Cuando pensamos en la antigua Roma, tendemos a imaginar el latín como la lengua omnipresente y dominante en todo el Imperio. Sin embargo, la realidad lingüística de Roma y sus territorios era mucho más diversa y compleja. Aunque el latín era la lengua oficial de la administración, la ley y el ejército, convivía con otros idiomas que reflejaban la riqueza cultural del vasto territorio bajo dominio romano.
Uno de los idiomas más influyentes junto al latín fue el griego, considerado la lengua de la cultura, la filosofía y el comercio en el Mediterráneo oriental. Tras la conquista de Grecia, los romanos adoptaron muchas tradiciones helénicas y el griego se convirtió en el idioma de los intelectuales y las élites, siendo común entre escritores, artistas y gobernantes. Incluso en Roma, era habitual que las personas educadas hablaran griego junto al latín. Además del griego, otras lenguas preexistentes en la península itálica, como el etrusco y el osco-umbro, seguían utilizándose en contextos locales, aunque con el tiempo fueron desapareciendo.

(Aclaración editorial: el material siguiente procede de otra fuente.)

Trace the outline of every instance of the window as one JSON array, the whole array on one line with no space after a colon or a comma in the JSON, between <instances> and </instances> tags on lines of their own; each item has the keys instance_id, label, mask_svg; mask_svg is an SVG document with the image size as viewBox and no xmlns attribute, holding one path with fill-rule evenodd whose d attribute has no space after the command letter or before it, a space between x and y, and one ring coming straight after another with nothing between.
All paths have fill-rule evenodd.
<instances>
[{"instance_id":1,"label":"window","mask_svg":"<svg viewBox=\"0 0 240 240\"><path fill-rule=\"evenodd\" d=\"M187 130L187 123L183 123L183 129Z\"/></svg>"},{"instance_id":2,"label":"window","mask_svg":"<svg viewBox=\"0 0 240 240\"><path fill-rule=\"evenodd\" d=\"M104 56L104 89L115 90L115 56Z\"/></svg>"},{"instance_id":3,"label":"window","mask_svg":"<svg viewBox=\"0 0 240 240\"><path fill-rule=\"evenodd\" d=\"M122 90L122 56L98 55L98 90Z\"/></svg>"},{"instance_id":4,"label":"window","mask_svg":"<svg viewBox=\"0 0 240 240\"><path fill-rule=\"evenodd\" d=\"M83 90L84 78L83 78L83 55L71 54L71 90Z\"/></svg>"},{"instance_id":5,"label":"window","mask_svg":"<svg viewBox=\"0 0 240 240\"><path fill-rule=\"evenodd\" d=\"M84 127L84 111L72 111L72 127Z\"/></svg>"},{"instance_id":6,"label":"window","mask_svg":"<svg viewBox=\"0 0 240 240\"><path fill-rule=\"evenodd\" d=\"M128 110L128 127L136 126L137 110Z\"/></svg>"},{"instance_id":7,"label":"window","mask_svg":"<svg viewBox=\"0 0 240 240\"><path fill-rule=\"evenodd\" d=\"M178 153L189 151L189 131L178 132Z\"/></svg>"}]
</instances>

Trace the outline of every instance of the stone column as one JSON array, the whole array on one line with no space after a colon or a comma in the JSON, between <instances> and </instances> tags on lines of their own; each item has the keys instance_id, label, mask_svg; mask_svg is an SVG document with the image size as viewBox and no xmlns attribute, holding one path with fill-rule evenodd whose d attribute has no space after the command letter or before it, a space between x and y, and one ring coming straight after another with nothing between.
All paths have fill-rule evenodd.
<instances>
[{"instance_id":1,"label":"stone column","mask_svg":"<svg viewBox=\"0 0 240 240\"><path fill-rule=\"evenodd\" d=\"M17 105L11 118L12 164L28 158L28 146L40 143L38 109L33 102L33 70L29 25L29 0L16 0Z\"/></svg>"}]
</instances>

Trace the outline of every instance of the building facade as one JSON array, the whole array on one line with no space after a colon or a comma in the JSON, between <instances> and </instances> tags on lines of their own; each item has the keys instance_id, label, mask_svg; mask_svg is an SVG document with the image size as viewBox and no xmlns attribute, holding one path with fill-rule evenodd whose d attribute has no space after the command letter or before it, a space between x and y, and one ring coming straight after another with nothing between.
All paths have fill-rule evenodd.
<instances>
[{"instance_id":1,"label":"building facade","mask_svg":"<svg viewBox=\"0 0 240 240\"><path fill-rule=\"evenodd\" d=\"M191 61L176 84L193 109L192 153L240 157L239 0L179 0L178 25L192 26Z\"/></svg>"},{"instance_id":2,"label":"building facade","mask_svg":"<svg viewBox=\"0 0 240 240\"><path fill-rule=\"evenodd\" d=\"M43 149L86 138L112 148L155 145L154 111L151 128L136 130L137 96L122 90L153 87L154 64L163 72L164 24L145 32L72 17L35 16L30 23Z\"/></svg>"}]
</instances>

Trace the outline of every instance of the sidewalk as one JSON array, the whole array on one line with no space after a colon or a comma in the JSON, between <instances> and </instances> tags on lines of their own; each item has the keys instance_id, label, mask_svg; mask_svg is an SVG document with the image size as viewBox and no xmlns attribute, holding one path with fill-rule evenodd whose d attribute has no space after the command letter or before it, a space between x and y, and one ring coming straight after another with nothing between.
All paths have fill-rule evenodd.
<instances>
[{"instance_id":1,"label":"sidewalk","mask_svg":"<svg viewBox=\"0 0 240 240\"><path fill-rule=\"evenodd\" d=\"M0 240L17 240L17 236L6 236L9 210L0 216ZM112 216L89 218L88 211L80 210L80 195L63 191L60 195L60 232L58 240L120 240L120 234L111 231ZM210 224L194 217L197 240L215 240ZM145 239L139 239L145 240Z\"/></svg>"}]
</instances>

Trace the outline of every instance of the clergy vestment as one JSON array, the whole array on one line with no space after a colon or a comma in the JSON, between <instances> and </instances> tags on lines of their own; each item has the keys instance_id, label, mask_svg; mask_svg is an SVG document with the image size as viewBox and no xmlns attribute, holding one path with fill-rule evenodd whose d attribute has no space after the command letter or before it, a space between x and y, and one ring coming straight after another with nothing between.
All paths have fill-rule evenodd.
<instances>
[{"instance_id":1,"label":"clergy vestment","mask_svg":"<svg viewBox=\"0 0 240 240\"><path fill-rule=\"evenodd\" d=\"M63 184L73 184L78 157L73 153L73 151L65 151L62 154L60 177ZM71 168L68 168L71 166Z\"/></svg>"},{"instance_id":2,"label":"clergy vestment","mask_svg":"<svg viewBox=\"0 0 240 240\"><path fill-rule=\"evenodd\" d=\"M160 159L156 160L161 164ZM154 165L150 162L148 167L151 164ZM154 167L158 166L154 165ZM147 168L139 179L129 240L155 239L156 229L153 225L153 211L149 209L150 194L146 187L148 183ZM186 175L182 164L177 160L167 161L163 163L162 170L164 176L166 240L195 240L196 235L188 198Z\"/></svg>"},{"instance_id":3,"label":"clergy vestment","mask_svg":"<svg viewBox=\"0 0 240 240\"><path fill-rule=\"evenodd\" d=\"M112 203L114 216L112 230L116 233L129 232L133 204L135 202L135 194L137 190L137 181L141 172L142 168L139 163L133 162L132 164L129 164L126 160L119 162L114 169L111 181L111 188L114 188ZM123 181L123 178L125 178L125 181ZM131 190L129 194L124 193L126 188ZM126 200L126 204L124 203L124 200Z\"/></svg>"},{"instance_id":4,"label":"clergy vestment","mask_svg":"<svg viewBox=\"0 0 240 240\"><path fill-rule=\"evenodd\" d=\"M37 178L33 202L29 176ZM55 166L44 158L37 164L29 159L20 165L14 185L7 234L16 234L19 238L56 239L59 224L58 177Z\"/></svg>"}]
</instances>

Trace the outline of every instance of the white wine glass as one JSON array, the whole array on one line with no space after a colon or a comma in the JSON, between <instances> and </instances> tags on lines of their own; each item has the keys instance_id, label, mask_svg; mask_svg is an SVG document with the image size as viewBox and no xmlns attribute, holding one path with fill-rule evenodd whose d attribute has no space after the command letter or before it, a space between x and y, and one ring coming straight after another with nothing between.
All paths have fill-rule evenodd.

Fuera de Italia, la expansión de Roma llevó al contacto con innumerables lenguas regionales. En las provincias celtas, como la Galia y Britania, se hablaban lenguas celtas; en el norte de África, coexistían dialectos bereberes y púnicos; mientras que en Oriente, idiomas como el arameo y el copto siguieron siendo usados en la vida cotidiana. Así, aunque el latín unificaba administrativamente el Imperio, las lenguas locales persistían en ámbitos familiares, religiosos y comerciales, demostrando la enorme diversidad lingüística de la Roma antigua.
Esta convivencia de idiomas no solo enriqueció la cultura romana, sino que también influyó en la evolución del latín mismo, dando lugar a diferentes variantes y dialectos que, con el tiempo, darían origen a las lenguas romances que hoy conocemos. Roma fue, en este sentido, un crisol lingüístico, donde la lengua oficial coexistía con la voz de los pueblos conquistados.